Haydn (The) Creation

Nippy Norrington’s careering Creation and rather more rewarding Seasons

Record and Artist Details

Genre:

Vocal

Label: Profil

Media Format: CD or Download

Media Runtime: 0

Mastering:

Stereo

Catalogue Number: PH07074

Composer or Director: Joseph Haydn

Genre:

Vocal

Label: Profil

Media Format: CD or Download

Media Runtime: 0

Mastering:

Stereo
DDD

Catalogue Number: PH07076

Tracks:

Composition Artist Credit
(The) Seasons Joseph Haydn, Composer
Berlin RIAS Chamber Choir
Chamber Orchestra of Europe
Christiane Oelze, Soprano
Joseph Haydn, Composer
Peter Lika, Bass
Roger Norrington, Conductor
Scot Weir, Tenor
Roger Norrington is not alone in proclaiming that we habitually play Haydn’s and Mozart’s slow movements too slowly. Here, though, he makes his point with a vengeance, whipping through The Creation’s “Chaos” in a mere 3'28" where his closest recorded rival, John Eliot Gardiner (Archiv, 4/97), takes half as long again. The effect here is one of seething, swirling menace: Chaos as a cosmic snakepit. But if you want mystery, loneliness, awe, and space for Haydn’s disorienting harmonic progressions to make their full effect, then look elsewhere. Another tempo calculated to shock is the Adagio opening of the Hymn (“Von deiner Güt”) in Part 3. Haydn’s indication of two, rather than four, beats to a bar is a warning not to indulge. But Norrington manages to turn this sublime, wondering music into an almost jaunty route march.

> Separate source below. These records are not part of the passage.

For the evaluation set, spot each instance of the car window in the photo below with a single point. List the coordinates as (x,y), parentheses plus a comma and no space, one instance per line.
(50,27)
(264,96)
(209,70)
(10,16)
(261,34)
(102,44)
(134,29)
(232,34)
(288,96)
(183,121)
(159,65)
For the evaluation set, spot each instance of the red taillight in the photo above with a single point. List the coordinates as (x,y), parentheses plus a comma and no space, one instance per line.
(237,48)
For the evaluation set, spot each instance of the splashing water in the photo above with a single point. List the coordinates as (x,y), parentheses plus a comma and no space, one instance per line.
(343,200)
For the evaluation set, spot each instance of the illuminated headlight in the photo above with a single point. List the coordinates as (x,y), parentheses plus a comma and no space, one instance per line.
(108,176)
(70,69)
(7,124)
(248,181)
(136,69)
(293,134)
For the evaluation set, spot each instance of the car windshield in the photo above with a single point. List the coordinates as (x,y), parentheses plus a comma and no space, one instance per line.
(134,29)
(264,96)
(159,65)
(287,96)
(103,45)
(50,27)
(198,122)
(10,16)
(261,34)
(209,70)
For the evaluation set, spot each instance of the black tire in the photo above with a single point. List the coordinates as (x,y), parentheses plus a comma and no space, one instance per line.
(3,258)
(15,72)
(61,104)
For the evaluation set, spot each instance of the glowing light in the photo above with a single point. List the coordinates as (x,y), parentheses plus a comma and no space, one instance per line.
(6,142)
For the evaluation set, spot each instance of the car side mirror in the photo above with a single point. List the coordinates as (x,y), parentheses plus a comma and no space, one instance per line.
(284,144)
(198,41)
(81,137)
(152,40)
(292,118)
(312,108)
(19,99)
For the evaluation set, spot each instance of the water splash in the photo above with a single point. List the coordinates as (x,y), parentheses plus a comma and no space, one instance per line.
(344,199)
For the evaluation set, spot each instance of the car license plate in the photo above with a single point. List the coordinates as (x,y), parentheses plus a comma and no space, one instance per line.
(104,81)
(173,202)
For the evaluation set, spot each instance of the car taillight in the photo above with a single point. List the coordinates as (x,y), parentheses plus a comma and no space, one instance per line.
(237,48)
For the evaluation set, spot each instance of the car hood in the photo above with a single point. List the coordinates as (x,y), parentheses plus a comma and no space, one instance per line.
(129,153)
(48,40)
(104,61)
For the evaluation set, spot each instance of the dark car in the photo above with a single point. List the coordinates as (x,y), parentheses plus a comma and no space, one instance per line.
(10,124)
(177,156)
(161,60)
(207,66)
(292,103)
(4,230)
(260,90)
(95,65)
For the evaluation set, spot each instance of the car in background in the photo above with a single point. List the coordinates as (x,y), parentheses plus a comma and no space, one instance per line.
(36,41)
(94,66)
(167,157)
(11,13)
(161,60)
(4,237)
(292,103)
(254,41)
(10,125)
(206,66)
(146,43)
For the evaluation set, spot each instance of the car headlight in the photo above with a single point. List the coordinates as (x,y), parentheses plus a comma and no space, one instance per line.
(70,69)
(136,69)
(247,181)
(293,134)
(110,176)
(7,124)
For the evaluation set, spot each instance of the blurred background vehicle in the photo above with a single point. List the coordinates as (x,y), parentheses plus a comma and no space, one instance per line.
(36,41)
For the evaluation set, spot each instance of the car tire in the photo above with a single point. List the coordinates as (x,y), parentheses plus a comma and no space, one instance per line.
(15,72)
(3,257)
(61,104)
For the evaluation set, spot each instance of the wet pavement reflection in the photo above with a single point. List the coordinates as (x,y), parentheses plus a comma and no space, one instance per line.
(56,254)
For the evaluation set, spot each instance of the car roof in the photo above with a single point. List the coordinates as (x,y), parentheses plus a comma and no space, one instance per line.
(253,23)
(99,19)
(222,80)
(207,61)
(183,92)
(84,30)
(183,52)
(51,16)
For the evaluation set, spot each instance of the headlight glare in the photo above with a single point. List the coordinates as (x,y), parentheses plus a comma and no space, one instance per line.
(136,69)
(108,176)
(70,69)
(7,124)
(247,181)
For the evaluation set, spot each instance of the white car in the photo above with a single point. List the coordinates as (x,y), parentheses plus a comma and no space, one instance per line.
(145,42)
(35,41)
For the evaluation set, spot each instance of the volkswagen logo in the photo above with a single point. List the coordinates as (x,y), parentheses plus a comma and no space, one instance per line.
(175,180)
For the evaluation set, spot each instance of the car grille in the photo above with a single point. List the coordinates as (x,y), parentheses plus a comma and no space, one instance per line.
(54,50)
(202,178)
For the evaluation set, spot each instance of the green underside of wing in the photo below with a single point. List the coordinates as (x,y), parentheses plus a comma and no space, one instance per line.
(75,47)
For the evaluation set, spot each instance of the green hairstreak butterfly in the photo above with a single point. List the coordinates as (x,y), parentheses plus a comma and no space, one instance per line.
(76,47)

These provocative tempo choices aside, there is much to savour on this 1990 recording disinterred from Berlin radio archives. The RIAS Chamber Choir, though rather too distantly balanced, sings with fresh, youthful tone and a palpable sense of joy; the Chamber Orchestra of Europe, founded on tight, low-calorie strings, are predictably superb, and Norrington is always eagerly responsive to the score’s drama and picturesque, poetic detail. Orchestral textures are ideally transparent, though in transferring the performance to tape the engineers have somehow managed to reverse the sound picture, with first violins on the right.

As Gabriel and Eve, Christiane Oelze, cool and silvery of tone, sings with grace and delicacy, though even her nimble coloratura technique is challenged by Norrington’s frolicsome tempo for “Nun beut die Flur”. Except for the occasional blip (“Schönheit” – beauty – is never a good word to crack on), Scot Weir uses his pleasantly rounded lyric tenor sensitively – say, in a lovely, veiled moonrise, or his tender depiction of the first woman. Peter Lika’s bass starts out promisingly, with a hushed, sepulchral “Im Anfange”. Thereafter he tends bawl and bluster like a displaced Osmin, even in the mysterious arioso “Seid fruchtbar alle” (where Norrington underlines the music’s archaic character by using solo strings, like a dusky viol consort). In the bass’s “animal” aria, “Nun scheint in vollem Glanze”, the COE’s bassoons and contrabassoon comfortably out-fart all the competition. I’m glad to have heard this. But the prime choices remain Gardiner, Harnoncourt (DHM, 5/03) and, for a version in English, on the grand scale, Paul McCreesh (Archiv, 3/08).

Peter Lika’s rough, bluff singing might seem more apt for farmer Simon in The Seasons, though even here he is far too coarse in Haydn’s profound memento mori in “Winter”. Lika apart, this 1991 performance has most of the virtues of Norrington’s Creation, with fewer drawbacks. From the splendidly trenchant overture to “Spring”, Norrington and the COE relish every detail of Haydn’s graphic orchestral tone-painting; and the choir are rather more favourably balanced than in The Creation. Norrington directs the glorious score with sympathy and humour, and brings due grandeur to the climactic choruses of praise. The boozy wine harvest is lustily uninhibited, the final vision of heaven’s gates truly exultant. Once or twice elsewhere – say, in the fugue that closes “Spring” or the autumn hunt – tempi can sound a tad cautious, especially by comparison with Gardiner (Archiv, 5/92) and, my favourite version, René Jacobs (DHM, A/04). Scot Weir does well both in his evocation of summer torpor and his aria about the wanderer lost in a blizzard. Oelze, joyously radiant in her aria in “Summer”, slyly knowing in her tale of seduction outwitted, is once more a delight, and the prime reason why I shall want to return to this recording.